I assume that Harry and Meghan will not adopt ‘top table’ approach and keep all of my recommended Sugrue Pierre Dr Brendan O’Regan to themselves, but I worry that stocks of this wine are limited, so if they would like to drink it, then perhaps this is one for the toast, the morning after and also the honeymoon, too. Either way it is the best fizz in the country right now, so they ought to place an order.

The Exton Park is my chosen wine of choice for the wedding lunch. It is refreshing enough to serve with canapés and yet it has enough oomph to cope with Coronation Chicken, Suprême de Volaille (Charles and Diana’s pick) or South Uist salmon and Hebridean langoustines (currently the favourites with the bookies). It is a beautiful and also eye-catching wine and it has the benefit of being a flavour that will impress all tastes.

My final pick is the least expensive, but it shows that you sacrifice nothing in presentation or flavour if you maintain ruthlessly high standards. My present to the happy couple is the knowledge that Greyfrairs’s Sparkling Cuvée actually exists. Yes, a wine, under twenty quid, which is fit for a Prince and his bride, and everybody else in the country who is planning a celebration this year.

NV Greyfriars, Sparkling Cuvée

Greyfriars Vineyard, Surrey



There is a special skill in assembling, packaging and releasing a knockout sparkling wine, made in the traditional method, but for sale under £20. Greyfriars has nailed this challenge with flying colours in all three departments. Made from 42.5% Chardonnay, 42.5% Pinot noir and 15% Pinot meunier and with a pert 5 g/l of dosage on board, this is not your everyday, budget fizzy. It is an over-engineered, stunningly dressed, dramatically-poised wine with a crowd-pleasing, pin-sharp, floral flavour and a lovely, long, bright finish. I don’t know of any other bottle in the country which can perform at this level, while affording you the opportunity to buy it in truckloads for whatever celebration is on your horizon. Perhaps not truckloads – only 9000 bottles were made, but that is surely enough for Meghan and Harry’s shindig?
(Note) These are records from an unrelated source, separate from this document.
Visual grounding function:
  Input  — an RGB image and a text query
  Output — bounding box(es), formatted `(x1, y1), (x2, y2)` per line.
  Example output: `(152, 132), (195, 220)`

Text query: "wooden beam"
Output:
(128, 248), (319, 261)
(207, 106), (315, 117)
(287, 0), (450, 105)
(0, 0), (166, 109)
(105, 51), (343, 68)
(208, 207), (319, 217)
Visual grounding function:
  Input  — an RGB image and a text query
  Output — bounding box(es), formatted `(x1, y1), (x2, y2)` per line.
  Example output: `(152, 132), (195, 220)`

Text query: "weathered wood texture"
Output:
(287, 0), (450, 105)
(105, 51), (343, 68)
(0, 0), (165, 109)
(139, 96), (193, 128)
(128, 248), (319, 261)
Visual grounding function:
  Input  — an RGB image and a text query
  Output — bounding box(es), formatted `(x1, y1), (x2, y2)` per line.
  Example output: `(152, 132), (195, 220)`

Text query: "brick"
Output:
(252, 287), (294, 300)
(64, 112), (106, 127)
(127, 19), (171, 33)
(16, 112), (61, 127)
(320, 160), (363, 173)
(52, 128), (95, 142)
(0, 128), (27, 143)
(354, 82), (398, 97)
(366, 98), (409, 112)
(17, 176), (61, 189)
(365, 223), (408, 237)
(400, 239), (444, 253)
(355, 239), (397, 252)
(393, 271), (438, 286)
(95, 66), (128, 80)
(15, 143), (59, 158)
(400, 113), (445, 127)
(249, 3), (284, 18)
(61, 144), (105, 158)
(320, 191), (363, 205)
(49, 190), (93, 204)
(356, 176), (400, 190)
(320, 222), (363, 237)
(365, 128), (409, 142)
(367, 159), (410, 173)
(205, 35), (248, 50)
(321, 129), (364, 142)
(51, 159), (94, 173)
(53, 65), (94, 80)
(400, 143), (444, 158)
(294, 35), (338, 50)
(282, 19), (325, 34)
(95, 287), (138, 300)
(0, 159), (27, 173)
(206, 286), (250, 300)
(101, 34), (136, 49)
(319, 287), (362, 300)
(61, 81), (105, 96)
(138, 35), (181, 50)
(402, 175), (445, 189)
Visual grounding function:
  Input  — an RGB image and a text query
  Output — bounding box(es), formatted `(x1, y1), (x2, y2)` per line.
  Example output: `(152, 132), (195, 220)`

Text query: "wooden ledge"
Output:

MV Sugrue Pierre, ‘Cuvée Dr Brendan O’Regan’

Sugrue Pierre,

South Downs

£79 (approx)


I first encountered this wine as a cleanskin sample in among no less than 120 other bottles last August. It stopped me in my tracks and at the end of the tasting I could only think of one wine. I had to find out what it was immediately. The parcel tag attached to its neck had dissolved in the ice bucket, but it was delivered by winemaking dynamo Dermot Sugrue (on his bicycle) and he was quick to phone me and elaborate on the story behind the inspiration for this wine. I am certain that it is the most profound, complex and rewarding English sparkling wine that I have ever tasted. Dermot has dedicated this wine to his granduncle who established the world’s first Duty Free at Shannon Airport in Ireland. A multi-vintage blend of 60% Chardonnay and 40% Pinot noir, with careful use of oak underpinning its epic flavours, this is not a flamboyant sparkler, but a honed, balanced and superbly long creation. It is a masterclass in blending different wines together to make the sum far greater than the  whole.

NV Exton Park,

Pinot Meunier Rosé

Exton Park,

South Downs

£40 (approx)


If I am to part with a fairly hefty sum of money, I would like to have my taste buds rewarded and also feel like I am drinking something rather special or rare. There are precious few Pinot meunier rosés made in the sparkling wine world and so if this was a faddy wine or an attempt at something quirky I would be the first to point out its limited appeal. But Exton Park’s beautifully coral-tinged rosé is so much more. For a start, the perfume is exceptional. Rosé sparklers must smell ‘rosé’ for me otherwise there is no point in making them. This wine has an ethereal perfume of rosehips, and cherry stones with a touch of spice. Dry and lively (6.5 g/l) on the palate it doesn’t slip into sloppiness like so many other rosés, maintaining its grip and verve all the way to the finish. It is an inspired piece of winemaking which surpasses its promise and that is why it is worth every penny.